Wednesday, September 26, 2007

A three hour tour

Yes, the boat was gone, and the only person on board was about as far from a sailor as you could get. She was a Turkish sunbather, waiting for her friend to finish diving. All I could think of was how much I would be freaking out if I was in her situation.

There was much cursing and worrying, and we all began swimming to shore against the choppy waves. The boat driver had also been diving, but he had realized the problem much sooner than we had, hurried to shore and banged on house doors until someone leant him a phone. Now on the beach, the driver and the Good Samaritan watched through binoculars as two people: a diver and the Turkish girl's friend tried to swim out after the boat. It was probably half a mile from the shore, drifting farther and farther out of the bay.

After much insistent Greek over the phone, the boat driver finally got through to our instructor's partner who was back at the dive shop with another boat. Moments later, the other dive boat came racing across the water to the stranded boat, James Bond-style. The local watched through his binoculars and reported that the swimming divers had made it, and that the sunbather was being put into the rescue boat.

I didn't get to hear the sunbather's side of the story because she had to hurry off to dinner with her boss, but everything ended well.

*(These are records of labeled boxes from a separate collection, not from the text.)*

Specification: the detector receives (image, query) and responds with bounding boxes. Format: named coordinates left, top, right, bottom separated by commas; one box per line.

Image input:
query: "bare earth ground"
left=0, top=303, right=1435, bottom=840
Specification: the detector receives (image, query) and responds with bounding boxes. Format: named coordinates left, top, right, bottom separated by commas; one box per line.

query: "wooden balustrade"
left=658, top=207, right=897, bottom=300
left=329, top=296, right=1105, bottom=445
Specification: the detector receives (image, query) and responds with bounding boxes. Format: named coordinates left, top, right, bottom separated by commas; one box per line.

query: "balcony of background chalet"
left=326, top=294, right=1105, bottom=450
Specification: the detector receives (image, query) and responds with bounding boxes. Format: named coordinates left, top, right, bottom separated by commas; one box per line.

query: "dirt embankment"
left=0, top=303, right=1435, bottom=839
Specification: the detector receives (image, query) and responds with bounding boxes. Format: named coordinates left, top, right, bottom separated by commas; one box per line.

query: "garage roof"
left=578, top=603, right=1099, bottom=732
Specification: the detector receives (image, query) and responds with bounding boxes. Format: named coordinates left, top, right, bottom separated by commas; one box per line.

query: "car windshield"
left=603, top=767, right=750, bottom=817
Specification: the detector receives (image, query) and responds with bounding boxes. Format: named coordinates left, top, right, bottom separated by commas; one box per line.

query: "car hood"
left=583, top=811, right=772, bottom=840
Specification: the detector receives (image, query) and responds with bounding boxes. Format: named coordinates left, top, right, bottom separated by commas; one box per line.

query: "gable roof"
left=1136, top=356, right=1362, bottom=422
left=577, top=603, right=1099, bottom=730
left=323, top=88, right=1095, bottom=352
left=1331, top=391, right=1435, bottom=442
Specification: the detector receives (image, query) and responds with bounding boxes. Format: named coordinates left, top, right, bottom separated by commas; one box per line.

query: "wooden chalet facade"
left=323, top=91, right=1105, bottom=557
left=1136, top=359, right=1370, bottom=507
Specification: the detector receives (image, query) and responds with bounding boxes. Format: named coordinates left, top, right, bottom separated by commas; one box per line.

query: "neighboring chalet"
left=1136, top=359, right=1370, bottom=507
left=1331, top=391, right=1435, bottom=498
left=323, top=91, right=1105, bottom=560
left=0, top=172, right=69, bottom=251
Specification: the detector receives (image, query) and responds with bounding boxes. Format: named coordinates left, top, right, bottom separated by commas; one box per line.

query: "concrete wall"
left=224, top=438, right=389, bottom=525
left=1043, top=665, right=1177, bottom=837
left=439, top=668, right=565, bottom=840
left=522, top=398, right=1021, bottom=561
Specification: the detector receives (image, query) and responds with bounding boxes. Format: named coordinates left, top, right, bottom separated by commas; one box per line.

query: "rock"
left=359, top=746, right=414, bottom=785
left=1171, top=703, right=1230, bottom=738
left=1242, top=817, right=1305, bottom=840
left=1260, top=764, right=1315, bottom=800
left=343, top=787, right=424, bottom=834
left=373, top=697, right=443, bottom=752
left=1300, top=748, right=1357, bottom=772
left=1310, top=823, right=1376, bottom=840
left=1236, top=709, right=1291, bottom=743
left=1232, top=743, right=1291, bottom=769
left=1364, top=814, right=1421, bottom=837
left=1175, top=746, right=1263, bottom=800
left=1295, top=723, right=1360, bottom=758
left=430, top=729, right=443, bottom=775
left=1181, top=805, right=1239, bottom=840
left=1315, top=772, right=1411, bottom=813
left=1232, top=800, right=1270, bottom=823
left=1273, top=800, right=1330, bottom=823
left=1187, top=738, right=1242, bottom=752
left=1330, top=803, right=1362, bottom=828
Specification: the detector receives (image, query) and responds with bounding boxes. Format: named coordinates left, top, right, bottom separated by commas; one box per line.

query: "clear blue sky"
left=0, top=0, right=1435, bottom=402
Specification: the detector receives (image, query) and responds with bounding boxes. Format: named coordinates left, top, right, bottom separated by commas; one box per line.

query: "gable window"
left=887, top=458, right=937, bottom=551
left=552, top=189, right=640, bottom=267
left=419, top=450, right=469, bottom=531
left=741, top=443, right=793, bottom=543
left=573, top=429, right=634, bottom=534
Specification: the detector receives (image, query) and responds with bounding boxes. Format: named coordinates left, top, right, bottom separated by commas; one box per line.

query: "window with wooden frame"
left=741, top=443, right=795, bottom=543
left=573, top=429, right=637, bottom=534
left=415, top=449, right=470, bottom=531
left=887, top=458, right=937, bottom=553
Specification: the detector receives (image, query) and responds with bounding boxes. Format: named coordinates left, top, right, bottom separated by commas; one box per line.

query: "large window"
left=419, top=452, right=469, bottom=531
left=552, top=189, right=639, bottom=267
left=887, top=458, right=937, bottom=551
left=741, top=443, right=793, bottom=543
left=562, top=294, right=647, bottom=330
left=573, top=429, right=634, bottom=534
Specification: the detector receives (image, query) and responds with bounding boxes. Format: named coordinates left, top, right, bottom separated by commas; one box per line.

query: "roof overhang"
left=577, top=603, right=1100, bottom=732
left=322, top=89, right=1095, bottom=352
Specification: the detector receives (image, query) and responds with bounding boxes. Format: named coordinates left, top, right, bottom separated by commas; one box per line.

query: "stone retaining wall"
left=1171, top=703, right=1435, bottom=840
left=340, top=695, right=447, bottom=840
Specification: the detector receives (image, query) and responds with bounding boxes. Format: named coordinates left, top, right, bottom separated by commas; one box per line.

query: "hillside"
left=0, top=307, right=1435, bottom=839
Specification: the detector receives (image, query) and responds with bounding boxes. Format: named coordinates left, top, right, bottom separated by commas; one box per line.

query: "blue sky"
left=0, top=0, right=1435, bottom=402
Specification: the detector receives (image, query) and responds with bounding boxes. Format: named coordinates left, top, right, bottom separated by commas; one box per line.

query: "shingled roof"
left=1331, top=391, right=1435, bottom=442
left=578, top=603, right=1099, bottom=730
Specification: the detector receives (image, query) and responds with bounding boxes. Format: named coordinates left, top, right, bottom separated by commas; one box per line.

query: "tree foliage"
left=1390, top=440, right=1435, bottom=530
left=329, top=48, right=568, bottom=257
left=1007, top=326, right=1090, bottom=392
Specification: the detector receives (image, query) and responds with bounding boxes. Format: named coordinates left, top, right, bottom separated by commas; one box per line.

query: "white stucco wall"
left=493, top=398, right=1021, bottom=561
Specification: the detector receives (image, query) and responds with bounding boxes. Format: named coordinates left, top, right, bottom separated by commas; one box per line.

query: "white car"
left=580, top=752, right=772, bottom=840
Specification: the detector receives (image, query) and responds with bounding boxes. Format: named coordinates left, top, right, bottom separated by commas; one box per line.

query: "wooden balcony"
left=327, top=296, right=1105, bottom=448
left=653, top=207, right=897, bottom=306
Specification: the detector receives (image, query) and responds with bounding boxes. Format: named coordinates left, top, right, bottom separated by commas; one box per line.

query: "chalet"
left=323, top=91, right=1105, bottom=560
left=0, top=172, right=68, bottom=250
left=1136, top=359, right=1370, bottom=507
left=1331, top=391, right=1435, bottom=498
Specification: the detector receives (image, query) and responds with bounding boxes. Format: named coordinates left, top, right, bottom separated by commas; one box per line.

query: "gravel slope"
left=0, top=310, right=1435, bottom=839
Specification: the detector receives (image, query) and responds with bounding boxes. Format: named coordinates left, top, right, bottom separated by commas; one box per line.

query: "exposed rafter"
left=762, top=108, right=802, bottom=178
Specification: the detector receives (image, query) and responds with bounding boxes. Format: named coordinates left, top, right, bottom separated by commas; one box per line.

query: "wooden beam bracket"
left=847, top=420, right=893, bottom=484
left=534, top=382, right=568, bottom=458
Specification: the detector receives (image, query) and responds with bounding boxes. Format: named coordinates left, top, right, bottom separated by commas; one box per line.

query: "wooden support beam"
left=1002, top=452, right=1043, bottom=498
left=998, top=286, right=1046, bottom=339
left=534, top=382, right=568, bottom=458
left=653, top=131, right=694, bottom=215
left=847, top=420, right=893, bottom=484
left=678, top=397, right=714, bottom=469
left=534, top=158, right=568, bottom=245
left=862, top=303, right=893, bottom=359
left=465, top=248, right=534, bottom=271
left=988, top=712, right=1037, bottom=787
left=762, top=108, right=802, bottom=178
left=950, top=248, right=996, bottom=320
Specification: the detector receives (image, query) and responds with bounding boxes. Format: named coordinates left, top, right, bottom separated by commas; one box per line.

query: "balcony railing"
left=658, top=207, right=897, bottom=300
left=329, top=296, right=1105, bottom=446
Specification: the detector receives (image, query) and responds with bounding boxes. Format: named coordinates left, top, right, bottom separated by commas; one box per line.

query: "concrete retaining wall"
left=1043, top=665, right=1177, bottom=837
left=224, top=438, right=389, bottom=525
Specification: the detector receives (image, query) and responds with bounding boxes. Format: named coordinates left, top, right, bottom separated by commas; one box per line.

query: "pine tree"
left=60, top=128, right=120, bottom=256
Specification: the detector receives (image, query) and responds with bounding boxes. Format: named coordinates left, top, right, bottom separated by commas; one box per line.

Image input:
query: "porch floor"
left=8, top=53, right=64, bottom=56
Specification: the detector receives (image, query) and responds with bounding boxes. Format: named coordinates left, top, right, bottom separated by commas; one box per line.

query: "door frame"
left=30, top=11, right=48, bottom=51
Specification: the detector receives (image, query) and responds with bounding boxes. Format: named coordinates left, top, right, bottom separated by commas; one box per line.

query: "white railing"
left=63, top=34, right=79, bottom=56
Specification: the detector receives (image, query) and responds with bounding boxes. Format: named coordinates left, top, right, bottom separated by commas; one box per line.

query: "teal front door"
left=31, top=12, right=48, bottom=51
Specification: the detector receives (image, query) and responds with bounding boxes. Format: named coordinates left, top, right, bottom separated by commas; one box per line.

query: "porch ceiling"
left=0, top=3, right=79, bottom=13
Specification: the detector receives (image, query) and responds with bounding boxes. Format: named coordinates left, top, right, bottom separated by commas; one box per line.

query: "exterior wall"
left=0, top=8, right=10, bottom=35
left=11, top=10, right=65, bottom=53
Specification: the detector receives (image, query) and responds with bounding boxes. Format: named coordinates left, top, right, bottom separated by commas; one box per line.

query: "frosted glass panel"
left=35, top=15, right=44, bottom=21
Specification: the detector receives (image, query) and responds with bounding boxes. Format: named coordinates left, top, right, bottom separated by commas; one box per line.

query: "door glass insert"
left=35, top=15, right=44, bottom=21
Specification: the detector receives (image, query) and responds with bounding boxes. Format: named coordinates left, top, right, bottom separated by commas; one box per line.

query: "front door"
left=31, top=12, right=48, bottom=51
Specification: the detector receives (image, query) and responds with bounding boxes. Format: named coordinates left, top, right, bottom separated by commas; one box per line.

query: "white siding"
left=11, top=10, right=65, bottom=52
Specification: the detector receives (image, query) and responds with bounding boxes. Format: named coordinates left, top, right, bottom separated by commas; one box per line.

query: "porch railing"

It turned out that though the anchor had been secured, the line to the boat had not been. The boat had meters and meters of line to let out and as we dived, it merrily did. It was a windy day and the boat picked up more and more speed as it floated, still anchored to the same rock. At some point, the boat pulled the anchor away from under the rock where it was wedged and then a bit later on, the anchor caught on something that it couldn't get loose from. The strength of the boat now moving at speed pulled the entire mooring mechanism out from the boat. Needless to say, the boat driver was a little upset. He said various words that I won't describe here.

In the end, the dive instructor took Neil and me out for dinner in an obscure Greek taverna, I think to apologize for us having to swim for shore.